As stated earlier, I think the sheer size of the province makes the TC hard to do so you would need to think about locations. I don't mind driving 8,10,12hrs or more for a two day shoot in a good field but I wouldn't drive 4hrs to compete against one or two guys. If the TC or any other event like it was done in zones it might be better attended.


----------



## Robert Piette

Bigjono said:


> As stated earlier, I think the sheer size of the province makes the TC hard to do so you would need to think about locations. I don't mind driving 8,10,12hrs or more for a two day shoot in a good field but I wouldn't drive 4hrs to compete against one or two guys. If the TC or any other event like it was done in zones it might be better attended.


Agreed, location is important. If the Triple Crown was Centrally located it would have much better attendance.


----------



## Topper1018

I am working on solving that problem right now. My solution is eliminate the clubs. I will not be looking to hold tournaments at clubs but rather venues i can set up new and different courses each time. Conservation area are in the crosshairs right now, I am working on it. This will alow me to locate events in desirable locations. This is is the short version.
I will describe more detail as this plays out and I have more time.
Bobby, I am very aware of the regions swan song currently and Im glad you have brought that up. I have done a bunch of research with shooters on this very thing. The short answer is Regions is doing everything right, the people that show up have a great time. However, they must butt heads with both the ASA and IBO for shooters money. most people can only afford a few of these big events a year, much less stay in with 3 big organizations. 
I dont need to be huge, my aim is more towards the improvement of the sport and our shooters right now. And I feel we need it.

BigJon, Saying your in is the encouragement I have been looking for. I am glad to see the support


----------



## Stash

Instead of building from scratch, maybe consider getting involved with the Quebec 3-D circuit http://www.pro3d.ca/ or even trying to affiliate with the ASA directly as a 6th region?

This is a serious suggestion - I've already been insulted 3 times in this thread and I think that's about enough.


----------



## Bigjono

Not Quebec please 
ASA or IBO would be cool though.


----------



## Topper1018

I have had communications with Asa president mike Terrell about affiliating with them, we plan to revisit that at some point as we did hit a stalemate with insurance details. 
But, on the contrary I do feel here we should have our own identity here.

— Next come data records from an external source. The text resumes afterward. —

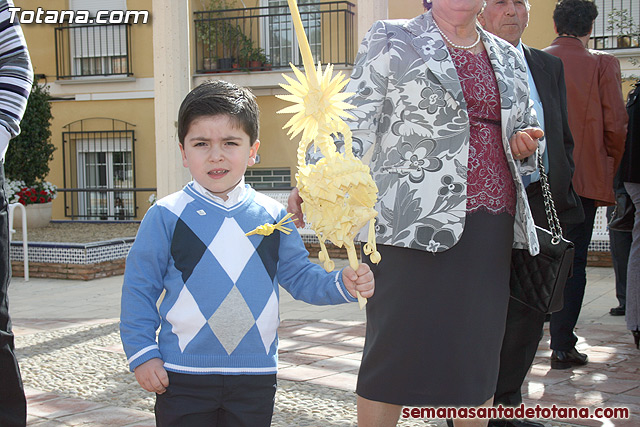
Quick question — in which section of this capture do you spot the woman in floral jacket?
[289,0,542,426]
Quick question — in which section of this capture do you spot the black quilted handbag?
[509,153,574,314]
[608,193,636,231]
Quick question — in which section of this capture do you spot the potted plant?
[196,0,233,71]
[4,83,56,231]
[607,8,640,48]
[250,47,267,70]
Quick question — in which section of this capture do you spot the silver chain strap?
[538,150,562,245]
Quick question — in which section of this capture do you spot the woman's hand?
[509,128,544,160]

I feel basing some things from the ASA will help but slightly modifying to suit out needs here in Ontario can set us apart in a positive way


----------



## Robert Piette

To do what you are talking about, i.e. a "tour" circuit, there is no need for a separate association. You just need to register as a club with the OAA, then your insurance issues are resolved. Most clubs don't follow OAA rules, they have there own, you can impose any rule you want, i.e. Speed limits, classes, whatever. Really what you are talking about with your association is enhanced administration for Tournaments, again a separate association isn't required, that can be a club activity. There is nothing preventing you from researching the OAA site for top ranked archers to classify them for you base stats, and then track those that attend the tour moving forward. To pay for the administration aspect, charge a "club membership fee" to be part of the tour circuit. I think you are making this more complicated then it needs to be.


----------



## Topper1018

Call it stupidity or foolish pride or whatever, but if I can do it without any affiliation with the OAA I will. You all know how I feel about the OAA and their pot belly slapping representatives telling me where our OAA membership money is going. That was the last straw for me. I won't be any part of an organization with such misplaced arrogance. 
Point to mr McQuaker for the banner name, I like ONT3D much better.


----------



## Robert Piette

I personally would leverage the many benefits of the OAA, insurance, advertising, administration, club networks, etc. to get myself off the ground. If the tour is huge success then I would look at branching out, but it would need to based on a sound business plan.


----------



## Bigjono

Rinehart have managed it with the R100, no affiliation yet people flock to it so it can be done.


----------



## Stash

Topper1018 said:


> ... we havent descended to childish name calling yet so I call that a win after 45 posts.
> 
> .................. the OAA and their pot belly slapping representatives .... with such misplaced arrogance.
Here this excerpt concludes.